The problem today is that in that marvellous shared family venture, parents have let themselves be brainwashed into thinking that their roles must be equal, not complementary, that they can measure each one's performance by the amount of money each earns, that the bread-winner is more important than the home-maker. But this is simply senseless. It shows that they have not thought for themselves or that they do not know what marriage is really about or why, in this case, they have married.

It is no exaggeration to say that the family is the crisis area in society. The health of any society depends on the health of the family, and in general today the family is very, very weak. It is the mission of parents to make it strong. It is a God-given task that was never so urgent and that God must bless and reward as never before.

Notes

[1] Some writers, especially among canonists, have taken the bonum or "good" of the spouses to mean essentially their human fulfilment or a satisfying marital life. This is groundless, both theologically and canonically "Good" in this expression has much the same meaning as in "common good" or "good of the people". Taxes or traffic laws are meant to be for the good of the people, including those who find them burdensome.
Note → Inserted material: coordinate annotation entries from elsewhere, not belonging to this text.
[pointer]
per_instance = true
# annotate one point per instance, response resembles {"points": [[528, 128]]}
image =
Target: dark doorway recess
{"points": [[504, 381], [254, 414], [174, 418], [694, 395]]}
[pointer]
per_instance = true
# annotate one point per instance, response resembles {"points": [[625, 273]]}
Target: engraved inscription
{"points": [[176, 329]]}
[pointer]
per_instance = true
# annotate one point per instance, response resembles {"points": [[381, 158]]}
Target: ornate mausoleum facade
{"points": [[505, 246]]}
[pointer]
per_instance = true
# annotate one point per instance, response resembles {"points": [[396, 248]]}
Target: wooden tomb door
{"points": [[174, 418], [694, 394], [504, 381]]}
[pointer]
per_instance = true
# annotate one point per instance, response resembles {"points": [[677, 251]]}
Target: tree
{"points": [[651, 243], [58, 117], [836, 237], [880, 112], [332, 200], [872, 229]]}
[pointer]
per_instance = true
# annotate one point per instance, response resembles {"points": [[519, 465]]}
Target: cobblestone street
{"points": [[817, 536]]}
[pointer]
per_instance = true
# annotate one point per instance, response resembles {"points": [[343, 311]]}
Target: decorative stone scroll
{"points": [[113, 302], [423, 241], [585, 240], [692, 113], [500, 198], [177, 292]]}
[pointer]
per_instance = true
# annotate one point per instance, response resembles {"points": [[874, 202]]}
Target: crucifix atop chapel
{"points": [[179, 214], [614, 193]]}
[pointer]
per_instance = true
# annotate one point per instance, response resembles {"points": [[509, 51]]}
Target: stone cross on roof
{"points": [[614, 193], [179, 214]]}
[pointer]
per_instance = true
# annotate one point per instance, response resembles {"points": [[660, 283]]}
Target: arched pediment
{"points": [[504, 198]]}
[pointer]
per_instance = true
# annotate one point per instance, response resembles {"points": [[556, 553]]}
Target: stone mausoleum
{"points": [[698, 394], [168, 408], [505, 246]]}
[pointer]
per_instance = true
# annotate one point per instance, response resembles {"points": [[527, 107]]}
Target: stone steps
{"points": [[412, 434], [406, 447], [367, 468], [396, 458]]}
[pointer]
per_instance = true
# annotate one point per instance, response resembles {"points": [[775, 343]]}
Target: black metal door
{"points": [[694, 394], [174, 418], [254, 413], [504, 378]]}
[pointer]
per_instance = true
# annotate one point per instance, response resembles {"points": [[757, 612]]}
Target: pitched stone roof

[2] Suggestions that Church magisterium no longer teaches that serious reasons are required for practising NFP have no foundation. Humanae Vitae says, "those are considered to exercise responsible parenthood who prudently and generously decide to have a large family, or who, for serious reasons and with due respect to the moral law, choose to have no more children for the time being or even for an indeterminate period" (no. 10; cf no. 16). Pope John Paul was emphatic in teaching that "[t]he use of the infertile periods for conjugal union can be an abuse if the couple, for unworthy reasons, seeks in this way to avoid having children, thus lowering the number of births in their family below the morally correct level.This morally correct level must be established by taking into account not only the good of one's own family, and even the state of health and the means of the couple themselves, but also the good of the society to which they belong, of the Church, and even of the whole of mankind. Humanae Vitae presents responsible parenthood as an expression of a high ethical value. In no way is it exclusively directed to limiting, much less excluding, children. It means also the willingness to accept a larger family" (General Audience, Sept 5,1984). In his 1995 encyclical, Evangelium Vitae, he taught: "In its true meaning, responsible procreation requires couples to be obedient to the Lord's call and to act as faithful interpreters of his plan. This happens when the family isgenerously open to new lives, and when couples maintain an attitude of openness and service to life, even if, for serious reasons and in respect for the moral law, they choose to avoid a new birth for the time being or indefinitely" (no. 97; emphasis added). The Catechism of the Catholic Church (1992) says, "For just reasons, spouses may wish to space the births of their children..." The Compendium of the Catechism of 2005, in answer to the question, "When is it moral to regulate births?", replies: "The regulation of births, which is an aspect of responsible fatherhood and motherhood, is objectively morally acceptable when it is pursued by the spouses without external pressure; when it is practised not out of selfishness but for seriousreasons; and with methods that conform to the objective criteria of morality, that is, periodic continence and use of the infertile periods" (no. 497).

[3] Men admire motherhood. More than women do today. Nothing makes a husband look up more to his wife than the fact that she is the mother, the dedicated mother, of his children.

[4] What it proposes instead is in effect a masculinisation of women, who are then left with no feminine identity and are even ashamed of being considered "feminine". A feminism that despises what is feminine is a contradiction in terms.